Thursday, November 26, 2009

The Blarney Stone Gift

I have a friend, Mark, who knows about the Blarney Stone, located in the Blarney Castle, Cork, Ireland. Most Americans know or have heard of the stone, but he was born and raised in Dublin, Ireland, so he has better knowledge – perhaps first-hand knowledge. The legend is that if you kiss the stone, you get the gift of blarney, in other words, the gift of bullshit. As far as I can tell, he doesn't have the gift and he is about as straight shooter and honest as anyone I know. If I stretch what I know about him into an extrapolation, I suspect that most Irish are less full of blarney than Americans are and they have no need of the stone. The stone is really in the wrong country. Maybe we should move the stone to Washington D. C. There would be a lot more kissing the stone there.

In fact, Americans from all over the country may start a new tradition, nearly religious worship in nature, of a Hajj (pilgrimage) to the stone, much like the Hajj to Mecca, to get the gift of blarney. That would fit in to our culture; fanatically capitalistic or religious or nationalistic or a combination of two or more of these. Who would visit the stone most often? Republicans or Democrats? Salesmen, marketeers, CEOs? There would be a long line. I'm sure of that.

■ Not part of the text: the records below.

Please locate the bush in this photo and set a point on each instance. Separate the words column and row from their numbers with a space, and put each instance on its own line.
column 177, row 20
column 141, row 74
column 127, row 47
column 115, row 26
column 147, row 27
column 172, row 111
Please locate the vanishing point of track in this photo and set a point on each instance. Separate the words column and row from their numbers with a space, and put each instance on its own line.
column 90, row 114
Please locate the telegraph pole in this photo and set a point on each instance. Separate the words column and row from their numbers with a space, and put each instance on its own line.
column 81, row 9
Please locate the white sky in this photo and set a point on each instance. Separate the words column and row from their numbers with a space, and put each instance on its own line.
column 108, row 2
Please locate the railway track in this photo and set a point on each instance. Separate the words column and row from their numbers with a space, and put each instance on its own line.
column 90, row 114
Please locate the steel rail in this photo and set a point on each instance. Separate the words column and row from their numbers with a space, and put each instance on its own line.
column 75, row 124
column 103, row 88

In its current location, it takes considerable effort to kiss it. In fact, you have to bend over backwards (you will have to scroll down to see a demonstration), literally, to consummate the act, sort of like having to bend over backwards to think up the bullshit many tell the American public. A Youtube demonstration of kissing the stone is an even better demonstration of the effort it takes. The stone's “gift” gives the bullshit artist a magical power so that the listener believes what they're told , at least if one is not careful about what one believes.

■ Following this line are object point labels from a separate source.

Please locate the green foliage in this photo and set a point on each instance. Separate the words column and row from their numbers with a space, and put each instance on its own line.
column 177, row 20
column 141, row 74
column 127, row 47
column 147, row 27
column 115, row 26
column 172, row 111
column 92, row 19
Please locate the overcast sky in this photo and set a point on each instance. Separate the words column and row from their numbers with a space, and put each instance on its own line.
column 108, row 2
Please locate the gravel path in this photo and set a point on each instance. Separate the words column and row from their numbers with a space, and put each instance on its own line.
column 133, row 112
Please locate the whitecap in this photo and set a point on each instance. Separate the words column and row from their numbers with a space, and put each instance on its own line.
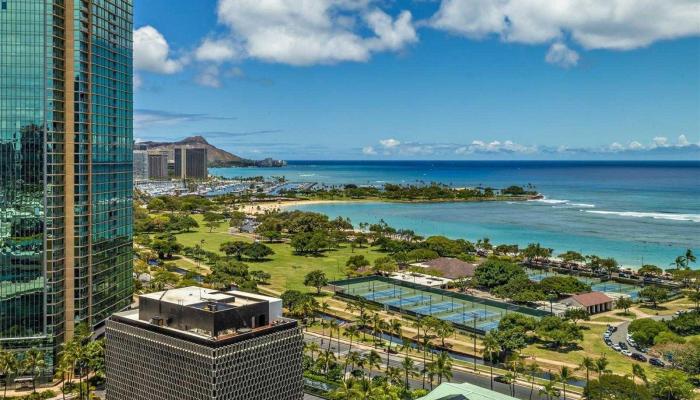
column 583, row 205
column 657, row 215
column 550, row 201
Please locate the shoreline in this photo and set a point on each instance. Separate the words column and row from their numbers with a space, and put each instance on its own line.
column 277, row 205
column 282, row 205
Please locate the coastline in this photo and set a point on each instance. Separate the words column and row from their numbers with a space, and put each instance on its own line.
column 278, row 205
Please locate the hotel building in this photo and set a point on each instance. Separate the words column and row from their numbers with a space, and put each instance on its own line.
column 191, row 163
column 199, row 344
column 66, row 157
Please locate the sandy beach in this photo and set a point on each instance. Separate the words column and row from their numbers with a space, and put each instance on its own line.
column 261, row 208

Mark tells me another story about the stone. He says that in the dark of night defiant young people visit the stone to piss on it. The more I think about that, the more I think that is justice for those who visit the stone in the light of day for the benefit of blarney. Perhaps he was one of those defiant young people and his honesty is a result of that act; sort of a reverse Blarney Stone “gift.” That, the pissing on the stone, could be just as much legend as getting the gift of blarney and perhaps deflects or diminishes the power of the gift to those who desire it. So, once the stone is moved to Washington D. C., we should continue the practice.

We should make it just as difficult to get the gift, i.e., having to bend over backwards, in the light of day and under the scrutiny of a video camera; so we'll know the identity of the bullshit artists. Then, in the dark of night, we'll allow all of those who are honest in the light of day, piss on the stone. I don't know if that will diminish the power of the bullshitters, but it sure will make me feel better about justice.